Both TNBC and CRC are highly metastatic types of tumors, which makes it important to find therapies able to prevent the formation of secondary nodes. To metastasize, cells need to migrate and invade tumor surroundings. We evaluated the potential effect of CQ, P and their combination to prevent TNBC and CRC cells in vitro, observing no effect for the treatment on TNBC 4T1 cells but a clear migration inhibition in different models of CRC. The effect of CQ on breast cancer cell migration was previously explored by other groups13. While we did not observe an in vitro effect on 4T1 cells, it was described an inhibition of in vivo migration for D2A1 TNBC cells in mouse mammary gland14. Despite this discrepancy, we observed a clear effect of CQ, P and particularly their combination on CRC cells migration, suggesting that the combined treatment could prevent metastasis development in this type of cancer. This migratory inhibition was previously described by us for P on CRC cells5 and it was also reported for CQ on MGC803 gastric cancer cells15.
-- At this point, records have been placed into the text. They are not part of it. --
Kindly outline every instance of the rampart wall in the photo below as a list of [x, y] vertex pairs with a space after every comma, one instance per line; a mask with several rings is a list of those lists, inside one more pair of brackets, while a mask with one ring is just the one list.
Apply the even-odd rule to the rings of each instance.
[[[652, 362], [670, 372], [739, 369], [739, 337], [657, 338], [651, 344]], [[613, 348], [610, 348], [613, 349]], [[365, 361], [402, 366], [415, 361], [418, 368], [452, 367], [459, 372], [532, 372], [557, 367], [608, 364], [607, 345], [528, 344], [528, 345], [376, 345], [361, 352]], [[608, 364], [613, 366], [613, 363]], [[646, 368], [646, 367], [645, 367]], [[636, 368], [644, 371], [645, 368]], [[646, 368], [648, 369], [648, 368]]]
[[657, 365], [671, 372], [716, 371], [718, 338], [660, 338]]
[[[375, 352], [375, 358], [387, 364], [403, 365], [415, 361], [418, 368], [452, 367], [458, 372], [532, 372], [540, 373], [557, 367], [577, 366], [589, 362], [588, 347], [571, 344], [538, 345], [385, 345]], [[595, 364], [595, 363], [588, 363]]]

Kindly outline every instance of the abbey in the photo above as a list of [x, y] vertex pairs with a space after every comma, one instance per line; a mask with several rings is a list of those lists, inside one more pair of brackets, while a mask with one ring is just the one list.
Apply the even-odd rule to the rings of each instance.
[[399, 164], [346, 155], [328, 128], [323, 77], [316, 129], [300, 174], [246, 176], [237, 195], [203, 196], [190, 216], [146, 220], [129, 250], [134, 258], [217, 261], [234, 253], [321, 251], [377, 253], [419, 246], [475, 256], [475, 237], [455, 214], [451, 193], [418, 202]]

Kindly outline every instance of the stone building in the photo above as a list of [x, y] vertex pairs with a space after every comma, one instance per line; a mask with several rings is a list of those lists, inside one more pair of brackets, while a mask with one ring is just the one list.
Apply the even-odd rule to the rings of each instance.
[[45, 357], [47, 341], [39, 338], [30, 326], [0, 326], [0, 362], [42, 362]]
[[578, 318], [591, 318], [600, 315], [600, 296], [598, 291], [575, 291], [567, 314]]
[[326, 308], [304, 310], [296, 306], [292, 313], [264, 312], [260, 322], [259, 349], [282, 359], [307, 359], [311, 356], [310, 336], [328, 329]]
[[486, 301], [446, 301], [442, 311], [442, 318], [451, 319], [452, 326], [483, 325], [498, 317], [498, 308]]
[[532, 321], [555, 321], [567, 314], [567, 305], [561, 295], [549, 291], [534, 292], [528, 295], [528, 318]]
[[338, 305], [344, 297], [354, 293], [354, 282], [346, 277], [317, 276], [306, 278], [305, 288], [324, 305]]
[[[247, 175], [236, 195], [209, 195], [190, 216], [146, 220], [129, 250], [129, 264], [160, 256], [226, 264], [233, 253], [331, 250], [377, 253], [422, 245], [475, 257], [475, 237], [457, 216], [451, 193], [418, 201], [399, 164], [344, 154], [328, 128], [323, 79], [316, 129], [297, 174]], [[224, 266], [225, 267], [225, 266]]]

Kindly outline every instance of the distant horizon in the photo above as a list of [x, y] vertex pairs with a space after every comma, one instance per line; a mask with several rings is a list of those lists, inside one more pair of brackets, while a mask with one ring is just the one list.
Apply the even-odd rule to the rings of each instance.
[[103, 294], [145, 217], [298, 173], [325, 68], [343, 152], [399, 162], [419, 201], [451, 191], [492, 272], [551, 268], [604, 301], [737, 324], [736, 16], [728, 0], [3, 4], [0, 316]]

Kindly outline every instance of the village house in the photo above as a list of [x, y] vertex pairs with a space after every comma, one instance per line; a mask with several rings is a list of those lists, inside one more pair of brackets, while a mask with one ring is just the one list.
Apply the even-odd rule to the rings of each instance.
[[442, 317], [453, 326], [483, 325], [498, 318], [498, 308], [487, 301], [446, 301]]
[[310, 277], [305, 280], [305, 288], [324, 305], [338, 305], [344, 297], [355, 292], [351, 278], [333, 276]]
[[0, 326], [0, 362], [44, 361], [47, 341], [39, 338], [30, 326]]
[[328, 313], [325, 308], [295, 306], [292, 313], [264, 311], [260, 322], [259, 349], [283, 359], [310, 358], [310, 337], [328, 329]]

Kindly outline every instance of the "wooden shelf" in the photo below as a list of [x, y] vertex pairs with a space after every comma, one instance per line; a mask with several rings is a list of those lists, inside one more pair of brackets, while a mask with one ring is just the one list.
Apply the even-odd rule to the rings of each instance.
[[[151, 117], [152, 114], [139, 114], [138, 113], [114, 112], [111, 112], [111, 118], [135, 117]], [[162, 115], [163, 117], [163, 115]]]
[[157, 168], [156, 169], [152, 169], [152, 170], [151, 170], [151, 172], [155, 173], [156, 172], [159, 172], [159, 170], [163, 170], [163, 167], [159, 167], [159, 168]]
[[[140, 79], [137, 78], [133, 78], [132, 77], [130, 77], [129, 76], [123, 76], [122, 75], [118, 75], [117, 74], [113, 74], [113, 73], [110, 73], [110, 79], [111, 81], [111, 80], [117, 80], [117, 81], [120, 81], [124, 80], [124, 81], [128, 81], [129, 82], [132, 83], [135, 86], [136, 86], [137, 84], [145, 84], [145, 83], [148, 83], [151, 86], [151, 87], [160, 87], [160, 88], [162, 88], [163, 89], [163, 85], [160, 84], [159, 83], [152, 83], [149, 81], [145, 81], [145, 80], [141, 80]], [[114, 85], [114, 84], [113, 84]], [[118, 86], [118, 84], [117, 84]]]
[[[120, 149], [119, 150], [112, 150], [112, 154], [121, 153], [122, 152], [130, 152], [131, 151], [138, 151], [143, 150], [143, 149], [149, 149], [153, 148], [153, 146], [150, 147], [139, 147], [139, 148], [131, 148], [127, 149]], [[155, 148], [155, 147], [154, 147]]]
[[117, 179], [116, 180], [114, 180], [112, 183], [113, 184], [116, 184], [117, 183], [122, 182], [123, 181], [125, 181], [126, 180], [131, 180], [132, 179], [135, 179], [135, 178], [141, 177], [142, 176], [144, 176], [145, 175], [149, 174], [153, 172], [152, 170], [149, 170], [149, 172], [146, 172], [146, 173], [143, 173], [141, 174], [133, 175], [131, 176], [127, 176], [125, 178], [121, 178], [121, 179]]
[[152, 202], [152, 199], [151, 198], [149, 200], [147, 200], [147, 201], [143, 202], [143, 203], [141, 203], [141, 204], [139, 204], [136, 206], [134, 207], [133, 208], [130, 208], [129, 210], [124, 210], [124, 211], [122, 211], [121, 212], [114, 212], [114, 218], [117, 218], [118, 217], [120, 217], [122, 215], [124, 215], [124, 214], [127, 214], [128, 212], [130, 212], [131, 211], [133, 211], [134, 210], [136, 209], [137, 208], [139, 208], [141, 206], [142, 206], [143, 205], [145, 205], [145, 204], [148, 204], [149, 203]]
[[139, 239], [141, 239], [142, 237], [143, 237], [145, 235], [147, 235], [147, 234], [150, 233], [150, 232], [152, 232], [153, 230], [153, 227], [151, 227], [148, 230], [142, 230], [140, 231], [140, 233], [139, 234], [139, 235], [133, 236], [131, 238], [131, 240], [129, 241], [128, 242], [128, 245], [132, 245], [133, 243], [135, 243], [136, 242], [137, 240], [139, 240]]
Interestingly, the effects of CQ and P that we observed in vitro were conserved for CRC in vivo. Combined treatment of mice with CQ + P reduced tumor growth and prevented metastasis development in two different models of this disease. The effect of CQ and P separately on CT26 in vivo model was previously described16,17 but here we show the potential of combining these drugs on tumor growth and metastasis development with no signs of toxicity associated (Supplementary Fig. S1C). Indeed, CQ + P treatment also prevented the development of intestinal tumors in a chemically induced carcinogenesis assay (Supplementary Fig. S1D). According to our in vivo results, there is no clear benefit of this treatment on TNBC growth.

Altogether, our results indicate that CQ + P could be effective to treat CRC. It would be interesting to check the effect of this combination in other in vitro and in vivo models. It should be noted that, as far as we know, this is the first time that repositioned CQ + P combination was tested. Further investigations are necessary to explore the mechanisms implied in treatment effects.